# Footoon Aqua Master RTA | Innovative Airflow



## Daniel (5/9/18)

Not much info on this one , but really innovative airflow design , specs below : 
Let's hope it's easier to build/wick than the Reboot ..... 









AQUA MASTER RTA
Color

SUS,Sand Blast,BLUE,BLACK

Specification


Big 24mm build deck


810 Driptip compatible


Revolutionary new airflow design - Piston Flow System


Provides smoother airflow and increased taste


Easy to build coils


24mm Diameter


Height 44mm (including drip tip)


Compatible with Aqua Reboot Juice Tank Section


4.4ml Juice Capacity with Bubble Tank , 2.6ml Juice Capacity with Straight Tank

Box Contents


1* Aqua Master RTA


1* Bubble glass


1* Accessory bag


1* Screw Driver


Only review I could fine ......

Reactions: Like 1


----------



## OnePowerfulCorsa (5/9/18)

Thanks for this, will give it a try when it lands in SA. As an aside, it is painful to watch Jai Haze these days (my opinion).
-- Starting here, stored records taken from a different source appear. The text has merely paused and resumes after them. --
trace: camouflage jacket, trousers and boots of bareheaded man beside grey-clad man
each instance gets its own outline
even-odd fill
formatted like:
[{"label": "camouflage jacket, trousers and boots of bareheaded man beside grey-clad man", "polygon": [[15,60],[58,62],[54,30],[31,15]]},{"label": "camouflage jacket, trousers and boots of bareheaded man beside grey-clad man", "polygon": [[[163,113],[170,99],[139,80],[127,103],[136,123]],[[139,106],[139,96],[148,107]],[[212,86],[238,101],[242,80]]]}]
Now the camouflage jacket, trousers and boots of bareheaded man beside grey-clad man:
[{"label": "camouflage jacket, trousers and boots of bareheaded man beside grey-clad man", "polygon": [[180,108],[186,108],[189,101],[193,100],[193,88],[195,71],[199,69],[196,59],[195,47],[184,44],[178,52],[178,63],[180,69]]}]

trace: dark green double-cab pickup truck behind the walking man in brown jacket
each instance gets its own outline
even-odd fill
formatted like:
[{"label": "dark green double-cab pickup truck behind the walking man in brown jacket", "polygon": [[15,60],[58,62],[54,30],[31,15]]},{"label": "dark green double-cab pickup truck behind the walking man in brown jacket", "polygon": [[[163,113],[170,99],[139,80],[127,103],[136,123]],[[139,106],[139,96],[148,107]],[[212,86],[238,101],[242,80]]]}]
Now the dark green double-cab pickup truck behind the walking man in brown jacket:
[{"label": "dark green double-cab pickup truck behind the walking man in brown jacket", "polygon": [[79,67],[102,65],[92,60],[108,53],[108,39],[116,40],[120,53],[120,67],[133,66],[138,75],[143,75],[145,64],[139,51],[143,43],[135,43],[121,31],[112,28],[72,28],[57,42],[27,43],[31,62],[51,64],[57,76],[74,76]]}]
Reactions: Like 1 | Agree 3


----------



## Daniel (5/9/18)

OnePowerfulCorsa said:


> Thanks for this, will give it a try when it lands in SA. As an aside, it is painful to watch Jai Haze these days (my opinion).



Agree totally , you want to be a comedian be a comedian , otherwise STFU and just do the review .....

Reactions: Like 1 | Agree 2


----------



## vicTor (5/9/18)

OnePowerfulCorsa said:


> Thanks for this, will give it a try when it lands in SA. As an aside, it is painful to watch Jai Haze these days (my opinion).



don't worry, you are not alone

what a chop

Reactions: Like 1 | Agree 2


----------



## KZOR (5/9/18)

OnePowerfulCorsa said:


> will give it a try when it lands in SA.


I am almost sure he got paid for his first review since he glorified it hugely but never mentioned it or used it ever again in another review or appearance. Bought it because of his orgasmic review but was disappointed. Bit worried the same thing has happened again.
Will skip this one because of that.

Reactions: Like 1 | Agree 2 | Winner 1


----------



## daniel craig (5/9/18)

KZOR said:


> I am almost sure he got paid for his first review since he glorified it hugely but never mentioned it or used it ever again in another review or appearance. Bought it because of his orgasmic review but was disappointed. Bit worried the same thing has happened again.
> Will skip this one because of that.


He's paid for all reviews. Companies pay him to 'bump' up the product from his list of products to review. Basically, if he has 10 items to review and a company want him to review the product quickly, they pay him to bump it up in the que. He said this in one of his videos a while back.

Reactions: Agree 1


----------



## Humbolt (5/9/18)

daniel craig said:


> He's paid for all reviews. Companies pay him to 'bump' up the product from his list of products to review. Basically, if he has 10 items to review and a company want him to review the product quickly, they pay him to bump it up in the que. He said this in one of his videos a while back.


I think it was on one of his live shows, where Mike Vapes admitted the same IIRC.

Reactions: Like 1


----------



## daniel craig (5/9/18)

Humbolt said:


> I think it was on one of his live shows, where Mike Vapes admitted the same IIRC.


Yeah most reviewers get paid. I would guess that they get paid well over $500-1000 per review depending on their following.

Reactions: Agree 2


----------



## Adephi (5/9/18)

OnePowerfulCorsa said:


> Thanks for this, will give it a try when it lands in SA. As an aside, it is painful to watch Jai Haze these days (my opinion).


I'm a simple guy. I see Jai Haze I just move past. Even before the @KZOR incident I couldn't stand him. But that was the last straw.

Reactions: Agree 5


----------